The gaskets on an engine provide a thin buffer between your vehicle’s engine parts and the engine block. If you need to replace any gaskets, make sure you have the right gasket for the part and the model vehicle you have. There are two basic types of gaskets engine parts: a solid gasket made of composite material, and a gasket created with silicone material from a tube.
Wait for the engine to cool completely. Open the hood on the vehicle and remove whichever part uses the gasket that needs replacing, making sure you disconnect all lines, hoses and bolts connected to it. The exact removal process will vary depending on the part.
Take off the gasket from the engine.
Clean all surfaces on the engine that connect to the new gasket using a chemical gasket remover. Use a putty knife and brake cleaner on oily residues and for any rough buildup (don’t damage any light alloy surfaces on the engine).
Connect the new gasket in place on the engine, applying sealant to the underside of the gasket before placing it. If you are creating a gasket with silicone material, take about an 1/8-inch size bead of the material and apply it to the engine part, making sure you encircle all of its bolt holes.
Place the engine part back in position. Do this immediately if you are using silicone gasket material. If you are using a composite gasket, apply another layer of sealant to the top side of the gasket before connecting the engine part.

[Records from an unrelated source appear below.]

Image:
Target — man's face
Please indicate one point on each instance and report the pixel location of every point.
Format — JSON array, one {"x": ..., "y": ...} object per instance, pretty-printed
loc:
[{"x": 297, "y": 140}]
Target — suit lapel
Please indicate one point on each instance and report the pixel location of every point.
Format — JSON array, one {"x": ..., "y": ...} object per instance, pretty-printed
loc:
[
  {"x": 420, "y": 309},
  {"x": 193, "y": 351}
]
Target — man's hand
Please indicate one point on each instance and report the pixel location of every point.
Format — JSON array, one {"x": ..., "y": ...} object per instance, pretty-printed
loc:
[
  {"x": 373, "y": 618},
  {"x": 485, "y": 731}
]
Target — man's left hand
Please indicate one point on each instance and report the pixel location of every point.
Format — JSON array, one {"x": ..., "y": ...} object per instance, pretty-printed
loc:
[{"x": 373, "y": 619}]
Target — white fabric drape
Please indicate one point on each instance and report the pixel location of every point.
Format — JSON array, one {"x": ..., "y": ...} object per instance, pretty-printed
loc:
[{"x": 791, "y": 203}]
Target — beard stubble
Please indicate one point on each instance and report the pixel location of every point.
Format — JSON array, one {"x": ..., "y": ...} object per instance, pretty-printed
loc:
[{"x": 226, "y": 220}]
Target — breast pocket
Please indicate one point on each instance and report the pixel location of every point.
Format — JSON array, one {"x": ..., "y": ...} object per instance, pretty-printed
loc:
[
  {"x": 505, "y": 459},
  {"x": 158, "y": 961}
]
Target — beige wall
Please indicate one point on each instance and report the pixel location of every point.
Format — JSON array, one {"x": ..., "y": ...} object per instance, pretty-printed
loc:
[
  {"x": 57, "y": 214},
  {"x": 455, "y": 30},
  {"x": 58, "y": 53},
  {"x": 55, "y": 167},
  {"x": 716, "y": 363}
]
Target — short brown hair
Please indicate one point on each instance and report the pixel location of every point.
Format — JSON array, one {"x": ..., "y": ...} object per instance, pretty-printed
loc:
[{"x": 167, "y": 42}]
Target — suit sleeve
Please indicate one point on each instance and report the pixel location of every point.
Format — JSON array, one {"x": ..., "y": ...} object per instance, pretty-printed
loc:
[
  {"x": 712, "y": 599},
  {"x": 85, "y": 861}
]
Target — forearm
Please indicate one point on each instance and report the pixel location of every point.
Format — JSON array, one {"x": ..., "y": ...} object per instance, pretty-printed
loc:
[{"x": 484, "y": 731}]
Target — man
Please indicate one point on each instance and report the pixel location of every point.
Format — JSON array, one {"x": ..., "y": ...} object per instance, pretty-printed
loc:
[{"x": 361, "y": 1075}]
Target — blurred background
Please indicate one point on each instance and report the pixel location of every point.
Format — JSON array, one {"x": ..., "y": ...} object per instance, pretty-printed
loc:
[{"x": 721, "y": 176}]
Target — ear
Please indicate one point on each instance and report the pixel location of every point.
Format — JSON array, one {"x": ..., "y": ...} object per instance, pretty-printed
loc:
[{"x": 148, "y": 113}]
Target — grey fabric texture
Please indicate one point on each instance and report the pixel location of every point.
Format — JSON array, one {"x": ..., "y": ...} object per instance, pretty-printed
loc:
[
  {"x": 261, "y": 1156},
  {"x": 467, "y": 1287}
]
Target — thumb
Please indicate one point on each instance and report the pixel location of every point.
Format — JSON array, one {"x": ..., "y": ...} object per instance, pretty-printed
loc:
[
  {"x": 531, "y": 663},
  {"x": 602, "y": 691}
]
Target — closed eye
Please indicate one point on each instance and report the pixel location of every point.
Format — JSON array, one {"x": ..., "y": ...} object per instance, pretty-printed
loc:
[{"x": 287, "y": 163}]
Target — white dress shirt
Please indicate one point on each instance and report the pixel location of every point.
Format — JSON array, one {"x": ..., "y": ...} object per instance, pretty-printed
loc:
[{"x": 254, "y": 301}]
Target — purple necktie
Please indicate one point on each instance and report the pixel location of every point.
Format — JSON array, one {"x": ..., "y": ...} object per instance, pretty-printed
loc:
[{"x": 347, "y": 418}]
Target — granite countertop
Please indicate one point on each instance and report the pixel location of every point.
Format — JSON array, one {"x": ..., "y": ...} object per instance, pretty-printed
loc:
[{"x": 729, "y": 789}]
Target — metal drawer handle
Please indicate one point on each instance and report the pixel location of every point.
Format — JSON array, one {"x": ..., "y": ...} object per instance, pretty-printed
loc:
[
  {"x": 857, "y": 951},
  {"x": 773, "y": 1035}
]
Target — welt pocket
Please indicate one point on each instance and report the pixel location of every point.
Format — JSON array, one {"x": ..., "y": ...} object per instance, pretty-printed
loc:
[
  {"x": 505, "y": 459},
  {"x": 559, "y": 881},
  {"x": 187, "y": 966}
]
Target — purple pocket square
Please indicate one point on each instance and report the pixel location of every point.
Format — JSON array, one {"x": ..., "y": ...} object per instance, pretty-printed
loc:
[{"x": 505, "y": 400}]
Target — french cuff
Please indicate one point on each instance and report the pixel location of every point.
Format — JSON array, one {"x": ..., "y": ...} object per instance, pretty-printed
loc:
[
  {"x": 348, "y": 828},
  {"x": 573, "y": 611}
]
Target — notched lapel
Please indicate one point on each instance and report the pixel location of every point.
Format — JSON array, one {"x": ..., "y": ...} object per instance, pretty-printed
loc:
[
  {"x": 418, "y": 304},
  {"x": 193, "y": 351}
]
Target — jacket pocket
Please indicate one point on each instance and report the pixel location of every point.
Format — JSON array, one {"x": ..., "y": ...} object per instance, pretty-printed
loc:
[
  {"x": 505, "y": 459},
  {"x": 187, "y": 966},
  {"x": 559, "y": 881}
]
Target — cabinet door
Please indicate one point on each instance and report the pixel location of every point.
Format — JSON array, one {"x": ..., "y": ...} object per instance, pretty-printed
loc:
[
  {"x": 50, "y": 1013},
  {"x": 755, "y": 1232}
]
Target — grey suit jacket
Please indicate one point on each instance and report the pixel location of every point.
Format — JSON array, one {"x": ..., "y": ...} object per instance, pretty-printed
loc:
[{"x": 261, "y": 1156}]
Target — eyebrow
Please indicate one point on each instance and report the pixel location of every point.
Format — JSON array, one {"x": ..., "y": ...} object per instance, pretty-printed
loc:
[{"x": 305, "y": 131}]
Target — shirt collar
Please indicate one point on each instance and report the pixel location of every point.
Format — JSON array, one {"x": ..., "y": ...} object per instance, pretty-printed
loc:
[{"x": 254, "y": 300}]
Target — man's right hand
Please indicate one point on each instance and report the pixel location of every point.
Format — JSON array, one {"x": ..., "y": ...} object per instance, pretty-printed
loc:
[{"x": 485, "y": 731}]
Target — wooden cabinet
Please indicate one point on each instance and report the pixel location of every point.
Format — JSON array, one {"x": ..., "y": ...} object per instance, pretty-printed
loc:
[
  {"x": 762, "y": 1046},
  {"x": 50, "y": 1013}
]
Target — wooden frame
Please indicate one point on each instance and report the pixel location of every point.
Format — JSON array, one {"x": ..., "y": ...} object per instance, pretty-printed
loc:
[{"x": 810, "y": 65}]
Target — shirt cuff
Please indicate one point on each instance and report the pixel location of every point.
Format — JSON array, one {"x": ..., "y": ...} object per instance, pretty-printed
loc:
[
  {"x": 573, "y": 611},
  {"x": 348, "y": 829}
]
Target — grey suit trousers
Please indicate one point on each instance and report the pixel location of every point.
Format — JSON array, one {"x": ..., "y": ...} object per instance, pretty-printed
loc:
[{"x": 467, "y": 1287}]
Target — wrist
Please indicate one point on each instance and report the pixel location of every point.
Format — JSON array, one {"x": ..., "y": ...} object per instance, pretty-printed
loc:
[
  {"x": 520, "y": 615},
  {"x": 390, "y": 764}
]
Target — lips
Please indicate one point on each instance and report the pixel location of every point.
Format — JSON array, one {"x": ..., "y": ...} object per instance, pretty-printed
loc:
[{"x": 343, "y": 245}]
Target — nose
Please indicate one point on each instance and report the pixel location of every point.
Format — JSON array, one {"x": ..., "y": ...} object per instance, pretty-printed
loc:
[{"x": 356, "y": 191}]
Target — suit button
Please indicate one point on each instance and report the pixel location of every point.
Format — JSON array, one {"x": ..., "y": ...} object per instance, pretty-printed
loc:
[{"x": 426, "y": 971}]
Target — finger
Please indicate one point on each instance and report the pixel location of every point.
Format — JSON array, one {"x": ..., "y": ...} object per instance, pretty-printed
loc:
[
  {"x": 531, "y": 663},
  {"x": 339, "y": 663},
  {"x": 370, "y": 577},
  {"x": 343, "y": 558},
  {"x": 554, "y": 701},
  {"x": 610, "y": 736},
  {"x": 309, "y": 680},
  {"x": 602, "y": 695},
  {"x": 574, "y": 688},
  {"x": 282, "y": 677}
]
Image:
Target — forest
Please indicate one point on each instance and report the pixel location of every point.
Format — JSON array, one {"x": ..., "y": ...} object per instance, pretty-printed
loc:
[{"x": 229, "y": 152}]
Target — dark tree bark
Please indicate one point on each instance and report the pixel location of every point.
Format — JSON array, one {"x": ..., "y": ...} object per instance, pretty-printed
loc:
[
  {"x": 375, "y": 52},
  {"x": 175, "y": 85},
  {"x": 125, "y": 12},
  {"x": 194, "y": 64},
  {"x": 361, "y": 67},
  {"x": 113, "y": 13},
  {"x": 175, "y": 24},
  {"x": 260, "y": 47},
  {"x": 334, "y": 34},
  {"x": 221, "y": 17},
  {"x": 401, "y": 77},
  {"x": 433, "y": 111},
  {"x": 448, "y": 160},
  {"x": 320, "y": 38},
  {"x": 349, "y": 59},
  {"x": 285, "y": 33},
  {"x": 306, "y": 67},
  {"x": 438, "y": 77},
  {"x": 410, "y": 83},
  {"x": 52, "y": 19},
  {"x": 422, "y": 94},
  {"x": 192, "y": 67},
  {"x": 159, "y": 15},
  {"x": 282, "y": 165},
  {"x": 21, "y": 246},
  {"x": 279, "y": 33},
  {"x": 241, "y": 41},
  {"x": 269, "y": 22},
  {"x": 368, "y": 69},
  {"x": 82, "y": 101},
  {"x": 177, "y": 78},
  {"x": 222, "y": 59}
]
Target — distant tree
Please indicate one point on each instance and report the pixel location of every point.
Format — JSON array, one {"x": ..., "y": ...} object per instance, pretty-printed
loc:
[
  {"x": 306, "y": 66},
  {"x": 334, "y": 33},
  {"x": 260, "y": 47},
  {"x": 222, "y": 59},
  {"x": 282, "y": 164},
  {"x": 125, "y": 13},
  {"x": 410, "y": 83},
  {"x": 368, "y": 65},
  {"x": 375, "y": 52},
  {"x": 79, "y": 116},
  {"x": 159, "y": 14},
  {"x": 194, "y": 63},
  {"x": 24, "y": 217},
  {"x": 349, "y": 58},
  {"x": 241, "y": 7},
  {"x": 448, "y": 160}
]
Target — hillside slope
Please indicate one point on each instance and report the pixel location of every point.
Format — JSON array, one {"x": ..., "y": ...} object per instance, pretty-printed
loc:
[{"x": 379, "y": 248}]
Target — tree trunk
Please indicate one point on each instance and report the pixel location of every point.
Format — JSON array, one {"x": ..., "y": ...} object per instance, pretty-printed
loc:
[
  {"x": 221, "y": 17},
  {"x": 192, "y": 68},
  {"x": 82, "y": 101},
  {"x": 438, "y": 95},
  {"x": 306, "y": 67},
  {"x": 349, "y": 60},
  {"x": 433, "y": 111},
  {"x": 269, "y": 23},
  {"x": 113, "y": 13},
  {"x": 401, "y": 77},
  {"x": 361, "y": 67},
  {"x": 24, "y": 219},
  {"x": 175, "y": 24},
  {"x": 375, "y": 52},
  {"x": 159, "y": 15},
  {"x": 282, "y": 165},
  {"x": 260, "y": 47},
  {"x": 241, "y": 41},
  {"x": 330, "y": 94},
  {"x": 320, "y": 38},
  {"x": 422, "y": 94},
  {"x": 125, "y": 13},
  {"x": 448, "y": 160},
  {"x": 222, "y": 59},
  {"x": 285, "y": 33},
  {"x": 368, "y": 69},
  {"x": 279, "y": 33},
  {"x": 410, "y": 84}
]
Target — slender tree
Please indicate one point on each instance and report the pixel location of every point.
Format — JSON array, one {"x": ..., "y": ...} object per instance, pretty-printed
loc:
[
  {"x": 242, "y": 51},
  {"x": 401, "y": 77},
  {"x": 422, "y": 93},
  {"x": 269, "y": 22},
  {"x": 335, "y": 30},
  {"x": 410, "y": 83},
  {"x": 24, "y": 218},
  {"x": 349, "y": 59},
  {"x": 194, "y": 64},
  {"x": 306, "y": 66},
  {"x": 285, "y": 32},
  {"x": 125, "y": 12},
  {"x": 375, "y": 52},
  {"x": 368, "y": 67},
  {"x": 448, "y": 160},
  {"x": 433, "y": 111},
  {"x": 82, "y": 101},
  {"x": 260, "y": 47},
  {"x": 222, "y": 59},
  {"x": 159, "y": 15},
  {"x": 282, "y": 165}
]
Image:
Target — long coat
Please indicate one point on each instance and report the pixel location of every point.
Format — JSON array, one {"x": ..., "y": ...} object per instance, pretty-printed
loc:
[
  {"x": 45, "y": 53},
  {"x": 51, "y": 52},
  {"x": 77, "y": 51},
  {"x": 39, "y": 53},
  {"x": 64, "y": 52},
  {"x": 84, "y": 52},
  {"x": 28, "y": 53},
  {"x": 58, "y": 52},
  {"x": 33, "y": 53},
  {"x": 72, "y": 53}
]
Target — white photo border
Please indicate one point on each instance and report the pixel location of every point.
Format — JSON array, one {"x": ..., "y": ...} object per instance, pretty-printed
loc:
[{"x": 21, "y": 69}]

Replace and torque the mounting bolts for the part, applying them in an “X” pattern to make sure the seal is even. If you used a composite gasket, apply a medium-strength thread-locker to the bolts, and tighten them to the torque specified for that model and part.
Let the silicone material vulcanise (if that is what you are using), which will take at least an hour, then re-tighten the bolts to their specified torque. You don’t need to re-torque the bolts if you used material that vulcanises at room temperature.